HEC: Use a three-drug regimen combining 5HT₃RA, dexamethasone, and NK-1 receptor antagonist to prevent acute CINV, and two-drug regimen combining the latter two drugs for delayed CINV.

–

MEC: Use a two-drug regimen combining 5HT₃RA and dexamethasone to prevent acute CINV and either one of three drugs for delayed CINV^12,21–24

Unmet needs in CINV treatment and transdermal granisetron

Until recently, intravenous and oral 5HT₃RA had been available. At the approved doses, the oral formulation is therapeutically equivalent to the intravenous administration.^7,21–24 However, older 5HT₃RA showed much lower efficacy for delayed CINV¹⁸ Delayed CINV remains a significant management problem even now. It occurs either as a result of reduced plasma concentration or inefficacy of ongoing oral antiemetic medication.^2–4 A new formulation of a 5HT₃RA (granisetron) delivered by transdermal route has been approved or made available in 12 countries and regions consisting of USA, Denmark, Finland, Germany, Italy, Netherlands, Norway, Sweden, UK, Taiwan, Hong Kong, and Singapore. Granisetron transdermal system (GTS) was developed to maintain effective plasma concentration for several days after chemotherapy. GTS has provided helpful alternatives to patients receiving HEC or MEC, including multi-day. It is expected to be effective in patients at risk of emesis induced by oral chemotherapy, radiotherapy, malignant bowel obstruction, and gastroparesis.
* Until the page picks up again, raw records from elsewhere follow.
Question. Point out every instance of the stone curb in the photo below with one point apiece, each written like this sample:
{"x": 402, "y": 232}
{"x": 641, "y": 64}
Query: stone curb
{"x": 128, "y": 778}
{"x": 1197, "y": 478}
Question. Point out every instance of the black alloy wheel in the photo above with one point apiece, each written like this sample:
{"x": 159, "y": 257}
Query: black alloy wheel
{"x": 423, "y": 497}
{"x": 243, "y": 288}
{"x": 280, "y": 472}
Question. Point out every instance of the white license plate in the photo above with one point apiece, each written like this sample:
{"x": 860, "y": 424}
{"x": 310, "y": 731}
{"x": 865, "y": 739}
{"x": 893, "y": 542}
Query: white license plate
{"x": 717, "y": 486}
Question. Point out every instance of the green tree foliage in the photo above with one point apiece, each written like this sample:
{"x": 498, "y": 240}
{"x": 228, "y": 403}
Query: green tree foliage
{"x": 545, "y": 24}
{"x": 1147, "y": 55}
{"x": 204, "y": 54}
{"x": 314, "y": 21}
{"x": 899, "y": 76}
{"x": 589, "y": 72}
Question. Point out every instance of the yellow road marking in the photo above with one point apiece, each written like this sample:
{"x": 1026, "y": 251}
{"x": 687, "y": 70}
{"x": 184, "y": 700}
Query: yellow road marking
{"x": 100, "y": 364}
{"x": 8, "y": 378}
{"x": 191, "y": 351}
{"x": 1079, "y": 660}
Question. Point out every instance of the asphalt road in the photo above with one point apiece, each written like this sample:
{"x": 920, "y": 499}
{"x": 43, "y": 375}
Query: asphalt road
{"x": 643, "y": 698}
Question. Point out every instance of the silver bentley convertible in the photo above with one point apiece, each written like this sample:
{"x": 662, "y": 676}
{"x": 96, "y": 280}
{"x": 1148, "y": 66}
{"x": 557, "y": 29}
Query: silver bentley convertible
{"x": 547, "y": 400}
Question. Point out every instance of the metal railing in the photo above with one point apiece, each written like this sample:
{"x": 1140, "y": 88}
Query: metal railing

Mechanism of Action, Metabolism, and Pharmacokinetic Profile

Pharmacodynamics

The pharmacodynamic properties of granisetron are relatively well established and have been discussed in detail previously. This section provides a brief overview, including supplemented data from the U.S. manufacturer's prescribing information.^25,26 Granisetron, an indozole, is chemically 1-methyl-N-[(1S,3r,5R)-9-methyl-9-azabicyclo[3.3.1]non-3-yl]-1H-indazole-3-carboxamide with a molecular weight of 312.4, whose empirical formula is C₁₈H₂₄N₄O. It is a highly selective 5HT₃RA with little or no affinity for other serotonin receptors. Granisetron has no affinity for α-adrenergic, β-adrenergic, dopamine, histamine, or opioid receptors. The effects of 5HT₃RA, including granisetron, are mainly brought by blockage of serotonin-type 3 receptors in both terminal vagal fibers and the CTZ. The peripheral route of action is thought to predominate.²⁵

Pharmacokinetics

Granisetron metabolism includes N-demethylation, aromatic ring oxidation, and conjugation with glucuronide sulfate. In vitro studies showed that ketoconazole inhibited granisetron metabolism, which suggests that cytochrome P450 3A subfamily mediates the metabolism. In vivo studies suggest that some metabolites of granisetron also have activity as 5HT₃RA. Liver metabolism is the major route for granisetron elimination. Of the administrated dose, less than 20% is excreted unchanged in urine. As metabolites, which include mainly 7-hydroxy-granisetron, 49% is excreted by urine and 34% by the feces.²⁷ These data are based on previous studies of oral and parenteral granisetron. It is reasonable to regard the metabolic pathways as same, regardless of administration route. No specific data are available on the metabolism of transdermally administrated granisetron.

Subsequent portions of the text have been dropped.